In conclusion, this case-control study does not provide strong evidence of a relationship between polymorphisms within NFκB1, NFκB2, cRel, RelB, and IRF4 genes and IA risk. Nonetheless, given the limited statistical power of the HSCT-stratified analysis (80% to detect odds ratio of 2.1 at α = 0.001 for a SNP with a frequency of 0.25, dominant model) and the evidences suggesting a functional role of the IRF4rs12203592 SNP, we cannot dismiss the possibility of a small but still real effect of this variant or its haplotypes on the risk of IA in HSCT patients. Future case-control population-based studies conducted in larger HSCT populations are now warranted to further evaluate whether the IRF4 locus may have a role in determining the susceptibility to IA.

Ethics statement

The study protocol was approved by the local ethics review boards of all participating centers and written informed consent was obtained from each patient before inclusion in accordance with the Declaration of Helsinki. Ethical approval for this study was provided by the Comité de Ética e Investigación Clinica (CEIC) of the Virgen de las Nieves Hospital (Granada), University Hospital of Salamanca (Salamanca), Clinic University Hospital of Valencia (Valencia), and the Centro Nacional de Microbiologia (27_2012). The PCRAGA trial is registered with ClinicalTrials.gov (NCT01742026) and EudraCT (2010-019406-17). Ethical approval was also provided by the Subcomissao de Etica para as Ciencias da Vida e Saude (SECVS), University of Minho (approval SECVS 125/2014), (23533/16), the Comitato Etico Provinciale di Modena, the Ethics Committee of the Medical Faculty of the University of Wuerzburg (42/06) and the Ethic votum of the Medical University Innsbruck (UN4529).

Author contributions

MJ and JS conceived the study and participated in its design and coordination. CBL performed the genetic analyses. TV, AC, JSp, ML, JMS-M, LMC, CC, JS-C, LA-F, CS, LF, LP, LPo, JMA, MLu, MC-E, CL-F, HE, LV, RR-T, JL, MJ and PCRAGA Study Group coordinated patient's recruitment and provided the clinical data. JS analysed the data. MJ and JS drafted the manuscript. All authors read and approved the final version of the manuscript.

Funding

This study was supported by grants PI12/02688 from Fondo de Investigaciones Sanitarias (Instituto de Salud Carlos III, Madrid, Spain), the ERA-NET PathoGenoMics (03159000A; Ministerio de Ciencia e Innovación PIM2010EPA-00756, Madrid, Spain), the Collaborative Research Center / Transregio 124 FungiNet, the Austrian Science Fundation (FWF I-656-B09), the Fundação para a Ciência e Tecnologia (FCT), cofunded by Programa Operacional Regional do Norte (ON.2—O Novo Norte), the Quadro de Referência Estratégico Nacional (QREN) through the Fundo Europeu de Desenvolvimento Regional (FEDER) and the Projeto Estratégico – LA 26 – 2013–2014 (PEst-C/SAU/LA0026/2013). Agostinho Carvalho and Cristina Cunha were supported by the Fundação para a Ciência e Tecnologia (FCT), Portugal (IF/00735/2014 and SFRH/BPD/96176/2013, respectively). The PCRAGA trial was supported by an unrestricted grant from Pfizer, which had no involvement or control over the collection, analysis, and interpretation of data; the writing of the report; or the decision to submit the paper for publication. This study was also supported by Astellas Pharma Inc. and a donation from Consuelo González Moreno, an acute myeloid leukemia survivor.

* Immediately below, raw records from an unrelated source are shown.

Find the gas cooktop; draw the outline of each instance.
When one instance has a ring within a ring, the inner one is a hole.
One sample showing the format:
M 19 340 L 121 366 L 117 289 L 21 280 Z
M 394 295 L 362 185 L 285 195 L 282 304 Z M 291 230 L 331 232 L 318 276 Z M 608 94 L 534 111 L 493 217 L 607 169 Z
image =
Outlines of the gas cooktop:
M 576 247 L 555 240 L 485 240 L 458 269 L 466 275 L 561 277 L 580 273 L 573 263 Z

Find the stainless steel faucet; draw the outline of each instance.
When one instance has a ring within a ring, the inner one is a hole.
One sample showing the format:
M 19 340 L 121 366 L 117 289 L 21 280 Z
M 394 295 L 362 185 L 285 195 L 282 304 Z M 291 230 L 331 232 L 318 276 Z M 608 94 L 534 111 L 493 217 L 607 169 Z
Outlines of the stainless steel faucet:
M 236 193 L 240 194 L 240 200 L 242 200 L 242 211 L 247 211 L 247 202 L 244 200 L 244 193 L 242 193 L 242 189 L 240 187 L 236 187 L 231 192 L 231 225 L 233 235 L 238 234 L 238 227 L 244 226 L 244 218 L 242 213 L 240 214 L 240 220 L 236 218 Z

Conflict of interest statement

Dr. MC has been an advisor/consultant to the Panamerican Health Organization, Astellas Pharma, Gilead Sciences, Merck Sharp & Dohme, Pfizer, and Schering Plough. He has been paid for talks on behalf of Gilead Sciences, Merck Sharp & Dohme, Pfizer, Astellas Pharma, and Schering Plough. The other authors declare that the research was conducted in the absence of any commercial or financial relationships that could be construed as a potential conflict of interest.